It's really quite simple but I would like to correct a minor point on the equation. (I'm picky and that's why I bring it up.). Your statement, "The stoichiometry is already correct and does not need to be balanced." is not quite correct. That statement implies that the equation is not balanced. It would be more correct to say the equation is balanced and the stoichiometry is 1:1.
At any rate, all of these are three step problems.
Step 1. mols of what you have = M x L = mols KOH = 1.3 x 0.250 = ?
Step 2. Then (in this case) mols KOH = mols HBr.

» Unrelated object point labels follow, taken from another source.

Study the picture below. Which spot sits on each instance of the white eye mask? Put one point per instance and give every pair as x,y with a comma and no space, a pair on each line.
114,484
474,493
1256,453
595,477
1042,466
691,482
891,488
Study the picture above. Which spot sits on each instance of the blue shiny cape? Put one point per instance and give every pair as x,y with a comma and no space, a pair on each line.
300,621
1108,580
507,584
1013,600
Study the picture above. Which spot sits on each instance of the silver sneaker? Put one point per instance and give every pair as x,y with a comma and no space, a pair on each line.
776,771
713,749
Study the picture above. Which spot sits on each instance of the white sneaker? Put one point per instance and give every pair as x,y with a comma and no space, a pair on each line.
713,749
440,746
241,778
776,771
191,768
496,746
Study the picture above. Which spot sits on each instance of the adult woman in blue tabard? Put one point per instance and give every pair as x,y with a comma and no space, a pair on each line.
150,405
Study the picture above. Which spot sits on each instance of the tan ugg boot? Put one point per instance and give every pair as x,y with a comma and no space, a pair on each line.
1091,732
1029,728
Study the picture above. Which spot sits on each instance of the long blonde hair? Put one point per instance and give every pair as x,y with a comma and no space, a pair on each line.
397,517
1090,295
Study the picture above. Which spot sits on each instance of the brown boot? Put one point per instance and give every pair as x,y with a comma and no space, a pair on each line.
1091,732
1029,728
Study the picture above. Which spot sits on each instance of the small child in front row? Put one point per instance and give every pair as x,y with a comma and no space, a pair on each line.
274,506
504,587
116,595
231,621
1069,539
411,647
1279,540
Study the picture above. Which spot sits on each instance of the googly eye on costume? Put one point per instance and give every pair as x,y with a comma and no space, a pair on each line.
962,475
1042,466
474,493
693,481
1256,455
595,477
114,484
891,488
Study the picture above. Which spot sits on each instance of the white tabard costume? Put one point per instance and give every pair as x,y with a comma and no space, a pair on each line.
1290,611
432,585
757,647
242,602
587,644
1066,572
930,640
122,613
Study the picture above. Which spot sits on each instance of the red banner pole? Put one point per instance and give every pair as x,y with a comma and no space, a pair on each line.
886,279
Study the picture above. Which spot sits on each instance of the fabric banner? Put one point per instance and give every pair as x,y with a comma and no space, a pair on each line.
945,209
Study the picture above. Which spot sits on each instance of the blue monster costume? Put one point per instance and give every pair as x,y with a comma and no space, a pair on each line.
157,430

In cases where the stoichiometry is not 1:1 it is changed in this step.
Step 3. M = mols/L. You know mols of the HBr, you know L HBr, calculate M HBar.

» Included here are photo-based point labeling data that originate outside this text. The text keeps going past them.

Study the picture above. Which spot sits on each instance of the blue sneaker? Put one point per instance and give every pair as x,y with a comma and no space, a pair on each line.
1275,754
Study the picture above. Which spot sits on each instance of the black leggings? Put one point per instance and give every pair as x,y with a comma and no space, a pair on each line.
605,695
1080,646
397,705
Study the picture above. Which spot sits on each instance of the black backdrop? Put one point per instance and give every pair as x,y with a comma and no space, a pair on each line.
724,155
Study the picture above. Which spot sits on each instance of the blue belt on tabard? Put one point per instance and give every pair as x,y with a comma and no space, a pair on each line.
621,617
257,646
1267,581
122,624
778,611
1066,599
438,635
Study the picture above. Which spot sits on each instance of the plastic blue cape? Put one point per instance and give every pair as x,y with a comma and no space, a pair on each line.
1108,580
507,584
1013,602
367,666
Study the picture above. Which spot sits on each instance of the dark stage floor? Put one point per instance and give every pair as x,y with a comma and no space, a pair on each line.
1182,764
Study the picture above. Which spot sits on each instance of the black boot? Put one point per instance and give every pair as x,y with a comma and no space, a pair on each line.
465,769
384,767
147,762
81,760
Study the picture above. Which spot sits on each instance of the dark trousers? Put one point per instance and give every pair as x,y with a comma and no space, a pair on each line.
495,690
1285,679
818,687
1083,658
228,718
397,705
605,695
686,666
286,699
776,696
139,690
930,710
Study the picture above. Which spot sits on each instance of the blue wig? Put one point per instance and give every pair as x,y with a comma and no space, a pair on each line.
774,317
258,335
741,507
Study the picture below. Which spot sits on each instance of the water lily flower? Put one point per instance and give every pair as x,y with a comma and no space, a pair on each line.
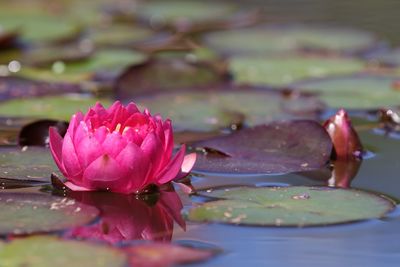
345,139
119,149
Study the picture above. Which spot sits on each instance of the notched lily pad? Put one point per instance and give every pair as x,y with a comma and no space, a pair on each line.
218,109
28,213
160,254
270,39
26,164
276,148
290,206
50,107
281,71
355,91
168,74
15,87
47,251
37,132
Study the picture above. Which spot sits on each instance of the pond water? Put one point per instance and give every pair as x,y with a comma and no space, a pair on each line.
368,243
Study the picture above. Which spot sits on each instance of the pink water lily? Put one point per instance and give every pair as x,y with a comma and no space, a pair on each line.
119,149
344,137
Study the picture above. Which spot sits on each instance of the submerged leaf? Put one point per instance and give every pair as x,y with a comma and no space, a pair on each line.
297,206
48,251
279,147
29,213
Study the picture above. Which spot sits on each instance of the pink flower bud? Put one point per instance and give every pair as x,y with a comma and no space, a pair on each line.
345,139
118,149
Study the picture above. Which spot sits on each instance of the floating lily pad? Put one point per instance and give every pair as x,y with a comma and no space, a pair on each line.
28,213
386,57
50,107
167,75
183,11
120,35
15,87
29,163
160,254
355,92
46,251
279,147
288,38
37,26
107,62
291,206
217,109
281,71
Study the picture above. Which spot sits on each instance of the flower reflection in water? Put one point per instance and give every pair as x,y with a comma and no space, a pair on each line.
130,217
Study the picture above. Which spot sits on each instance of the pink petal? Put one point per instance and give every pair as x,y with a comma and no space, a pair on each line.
138,165
69,158
75,187
187,165
172,169
88,150
113,144
56,143
105,174
153,149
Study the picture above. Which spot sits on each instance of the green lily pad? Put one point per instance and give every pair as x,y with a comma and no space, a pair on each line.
109,62
184,11
50,107
28,213
167,74
290,206
354,92
275,148
217,109
272,39
27,164
37,26
386,57
281,71
47,251
119,35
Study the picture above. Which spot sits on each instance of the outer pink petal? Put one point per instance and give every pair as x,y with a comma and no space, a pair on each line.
138,165
56,143
69,158
105,174
75,187
172,169
153,148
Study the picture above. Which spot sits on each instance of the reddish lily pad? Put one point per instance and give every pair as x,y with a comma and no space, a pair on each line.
276,148
272,39
26,164
355,91
14,87
165,255
48,251
28,213
218,109
37,133
295,206
167,74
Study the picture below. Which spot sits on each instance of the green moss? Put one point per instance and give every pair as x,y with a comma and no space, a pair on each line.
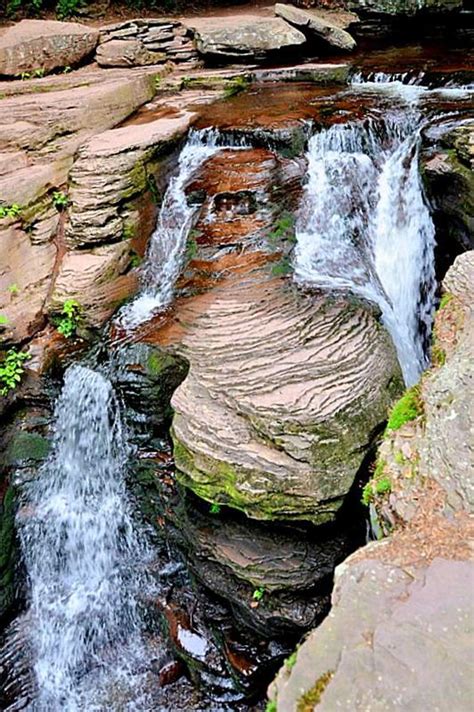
27,446
409,407
310,699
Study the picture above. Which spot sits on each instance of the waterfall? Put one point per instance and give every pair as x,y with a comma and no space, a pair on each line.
168,243
364,226
82,554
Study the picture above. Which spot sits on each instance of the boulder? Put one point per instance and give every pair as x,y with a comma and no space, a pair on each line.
44,44
403,7
318,26
248,41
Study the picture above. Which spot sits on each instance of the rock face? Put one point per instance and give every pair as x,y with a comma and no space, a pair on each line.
448,171
142,42
404,7
318,26
277,377
44,44
397,636
247,42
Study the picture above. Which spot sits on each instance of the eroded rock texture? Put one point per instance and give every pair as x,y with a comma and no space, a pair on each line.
402,617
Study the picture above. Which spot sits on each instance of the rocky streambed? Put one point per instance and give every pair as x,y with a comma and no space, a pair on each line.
252,397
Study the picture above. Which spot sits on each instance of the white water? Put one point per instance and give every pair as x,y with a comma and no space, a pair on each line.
168,243
83,555
364,226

Note here that you are not "memorizing" or "using" different equations in steps 1 and 3 but just 1. The definition of M = mols/L solution. In step 1 you've rearranged that to mols = M x L and in step 3 you've kept it as is. When I was a student I memorized literally hundreds of formulas. For example, I memorized not 1 but 6 equations for the (P1V1/T1) = (P2V2/T2). Somehow I never caught on that one equation would do it and all I needed to do was to get one under my belt and let algebra take care of the rest. Stupid I guess. At least it certainly was not very bright. :-).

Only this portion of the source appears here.